Il ne s'agit pas d'importer de nouvelles personnes. Ce qui va changer, c'est la méthode, c'est l'approche de rendre compte, c'est des outils nouveaux qui permettre de faire des choses exceptionnelles avec les mêmes Tchadiens d'hier. Et parmi les gens qui vont travailler, il y aura ceux qui sont de l'ancienne opposition. Je souhaite bâtir un Tchad sur ses deux jambes. Et cela m'a guidé dès les premiers jours. Quand on a lancé le projet des transformateurs, nous sommes allés à la rencontre des chefs de partis politiques de tous bords. En arrivant, j'ai dit aux uns et aux autres que nous ne nous considérons pas comme opposants. Appelez-nous simplement les Transformateurs.

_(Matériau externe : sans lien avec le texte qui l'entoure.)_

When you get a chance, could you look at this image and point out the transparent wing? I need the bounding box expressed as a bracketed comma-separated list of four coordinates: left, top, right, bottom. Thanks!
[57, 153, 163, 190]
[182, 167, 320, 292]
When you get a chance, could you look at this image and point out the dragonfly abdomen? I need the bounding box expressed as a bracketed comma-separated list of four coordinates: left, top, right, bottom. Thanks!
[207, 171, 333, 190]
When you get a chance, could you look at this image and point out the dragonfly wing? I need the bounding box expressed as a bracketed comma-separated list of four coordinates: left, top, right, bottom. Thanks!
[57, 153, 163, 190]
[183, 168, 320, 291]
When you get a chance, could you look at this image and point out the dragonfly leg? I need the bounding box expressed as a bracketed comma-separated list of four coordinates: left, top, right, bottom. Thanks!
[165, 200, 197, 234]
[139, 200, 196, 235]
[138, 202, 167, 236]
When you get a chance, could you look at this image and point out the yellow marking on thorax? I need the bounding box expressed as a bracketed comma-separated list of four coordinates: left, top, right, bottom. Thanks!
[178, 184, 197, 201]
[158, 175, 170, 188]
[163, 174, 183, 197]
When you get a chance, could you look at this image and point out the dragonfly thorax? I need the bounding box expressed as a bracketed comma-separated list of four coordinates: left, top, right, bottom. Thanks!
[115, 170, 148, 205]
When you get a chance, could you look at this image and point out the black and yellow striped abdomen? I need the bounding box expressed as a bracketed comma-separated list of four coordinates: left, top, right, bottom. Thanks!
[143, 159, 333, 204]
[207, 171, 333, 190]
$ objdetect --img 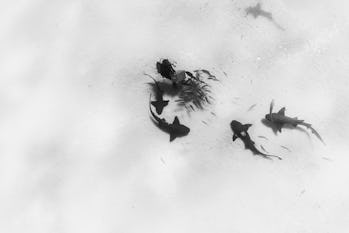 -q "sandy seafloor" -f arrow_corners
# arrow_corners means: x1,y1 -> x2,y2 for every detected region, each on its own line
0,0 -> 349,233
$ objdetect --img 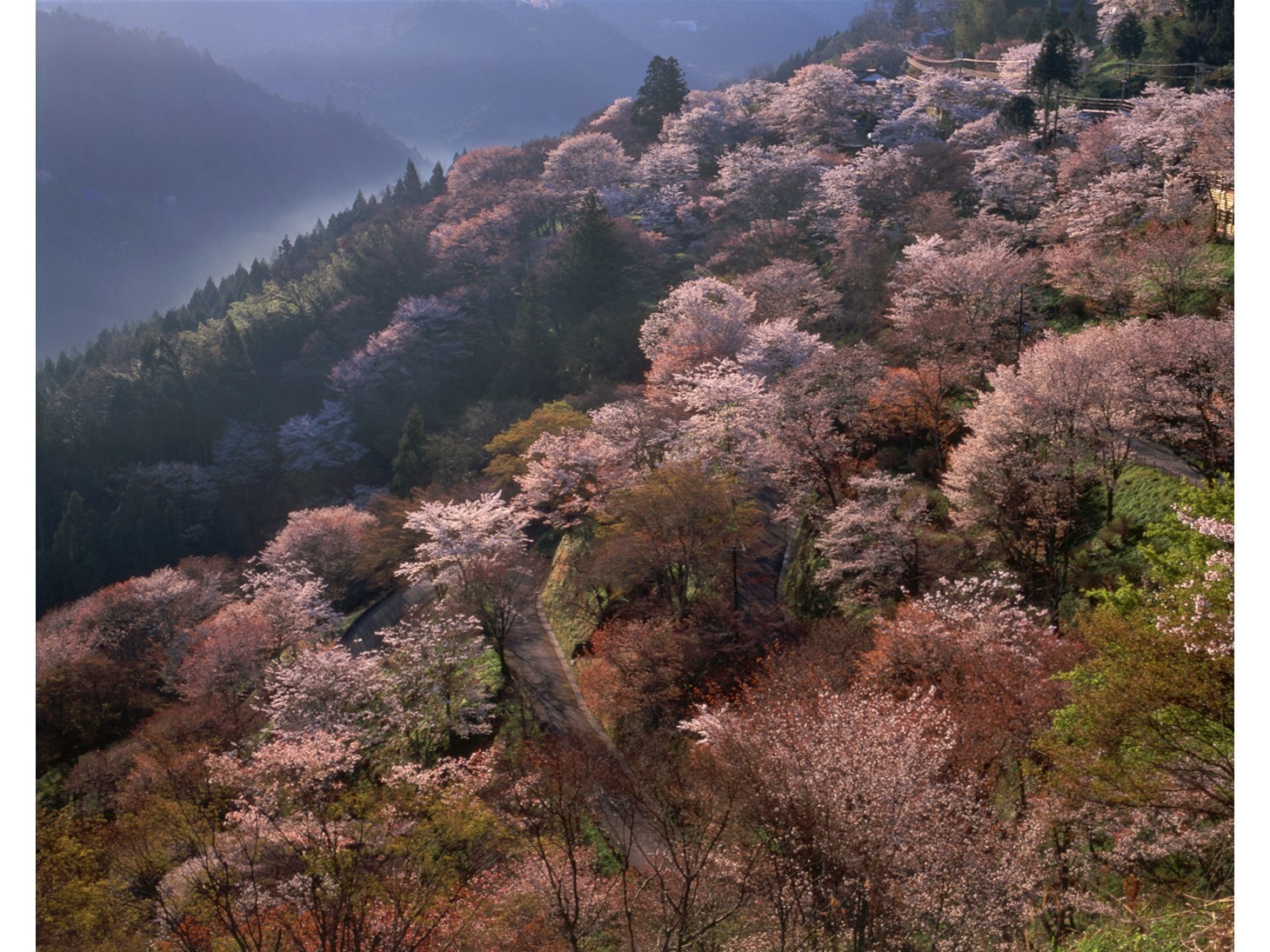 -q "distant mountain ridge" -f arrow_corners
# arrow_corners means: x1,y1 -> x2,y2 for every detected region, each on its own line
42,0 -> 867,159
36,10 -> 419,354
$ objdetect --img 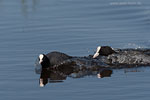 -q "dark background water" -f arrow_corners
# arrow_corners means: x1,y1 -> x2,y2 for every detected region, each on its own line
0,0 -> 150,100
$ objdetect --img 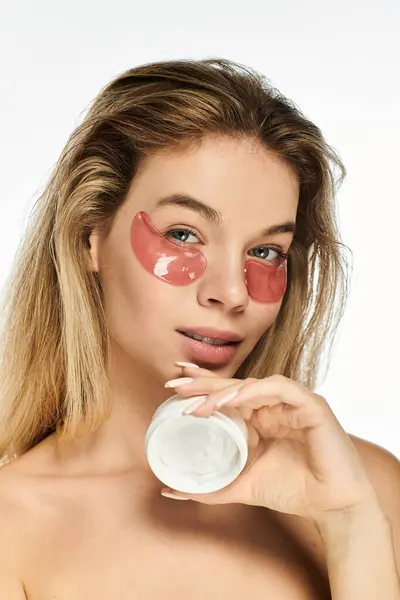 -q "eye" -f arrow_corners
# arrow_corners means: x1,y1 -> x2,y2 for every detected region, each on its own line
252,246 -> 288,261
164,227 -> 200,244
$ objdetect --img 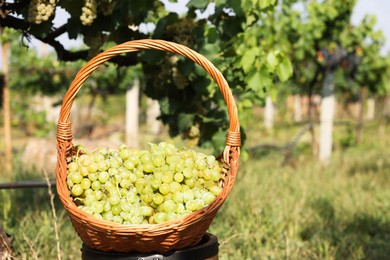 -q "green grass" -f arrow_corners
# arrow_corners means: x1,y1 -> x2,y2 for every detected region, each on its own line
0,117 -> 390,260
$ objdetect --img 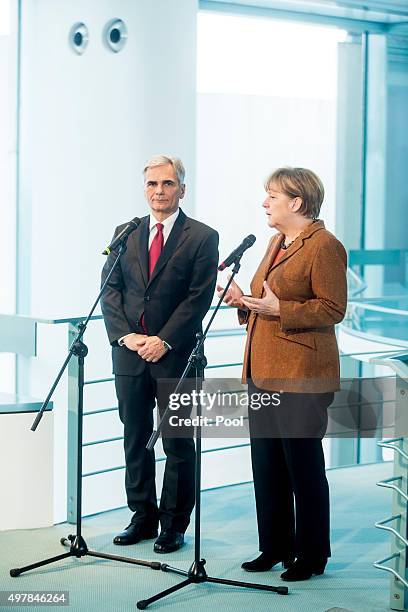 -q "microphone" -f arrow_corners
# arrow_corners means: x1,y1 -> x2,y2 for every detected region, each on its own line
218,234 -> 256,272
102,217 -> 141,255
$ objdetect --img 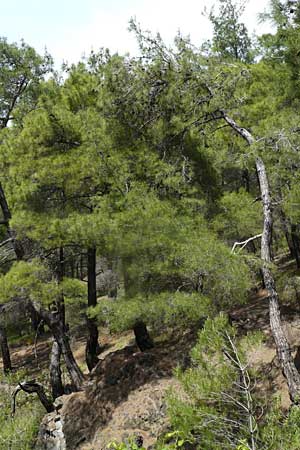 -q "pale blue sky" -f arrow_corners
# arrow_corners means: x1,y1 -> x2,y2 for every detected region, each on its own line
0,0 -> 270,64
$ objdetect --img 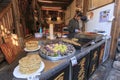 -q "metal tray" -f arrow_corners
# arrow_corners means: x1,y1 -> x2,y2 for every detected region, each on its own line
39,48 -> 76,61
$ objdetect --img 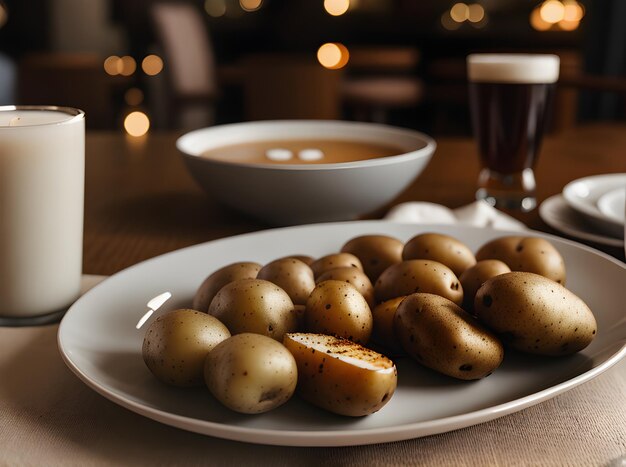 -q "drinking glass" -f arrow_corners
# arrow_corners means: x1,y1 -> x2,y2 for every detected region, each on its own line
467,54 -> 559,212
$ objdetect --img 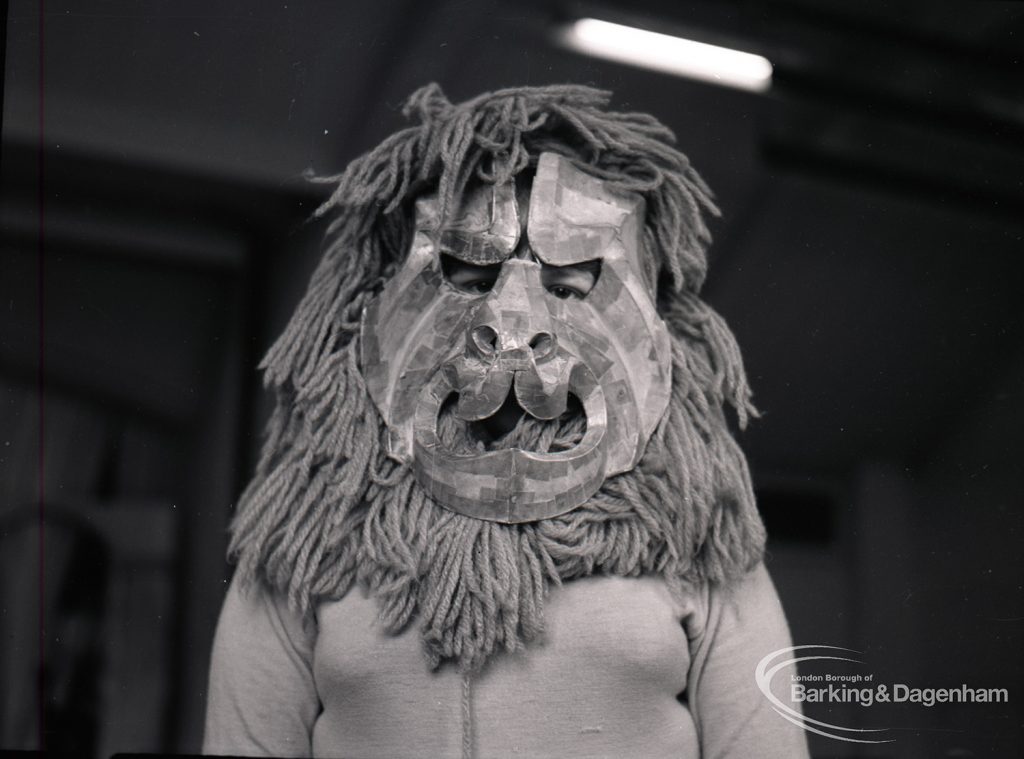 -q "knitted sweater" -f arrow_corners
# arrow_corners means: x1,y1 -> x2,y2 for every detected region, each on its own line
204,565 -> 807,759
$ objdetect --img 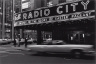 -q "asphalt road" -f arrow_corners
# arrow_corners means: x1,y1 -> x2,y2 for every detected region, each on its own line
0,47 -> 95,64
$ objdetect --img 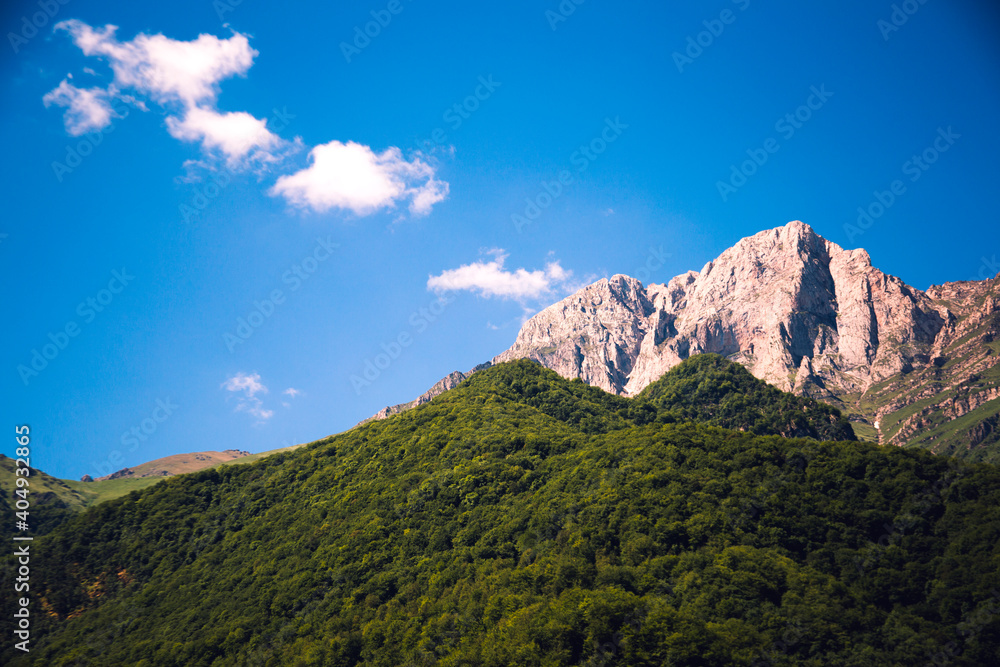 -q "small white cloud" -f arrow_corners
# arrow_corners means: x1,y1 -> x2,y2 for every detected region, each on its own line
427,250 -> 573,300
221,373 -> 274,423
55,19 -> 258,108
222,373 -> 267,398
167,107 -> 285,166
270,141 -> 448,215
42,79 -> 115,137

Nous sommes comme des médecins au chevet du Tchad. Nous faisons un diagnostic et nous proposons des solutions. Pour transformer la vie de sa nation, on a besoin d'être froid et juste dans le diagnostic. Nous ne sommes pas un thermomètre, nous voulons être un thermostat qui ne constate pas seulement la température mais qui régule la température, capable de la ramener de 40° à 37°. C'est la différence fondamentale. Et ça, ça se construit autour d'une majorité d'idées. Nous disons au peuple que nous avons vocation à faire les choses ensemble. Qu'est-ce qu'on peut faire ensemble avec la nouvelle façon de s'engager dans la vie publique ou c'est qui importe, c'est le leadership serviteur.

Tous ceux qui se reconnaissent dans le leadership serviteur qui veut faire de la justice la colonne vertébrale et la boussole de la République, ceux-là peu importe d'où ils viennent, peu importe leur passé, leur parcours militaire. Nous avons vocation à travailler pour asseoir le Tchad de demain. Dans cette approche, chaque Tchadien a quelque chose à apporter, mais s'il doit faire la différence de manière substantielle, c'est le changement de leadership qui, lorsqu'il va arriver, chacun pourra trouver sa place là-dedans parce qu'au final, ça va venir avec la voix du peuple car la voix du peuple, c'est la voix de Dieu.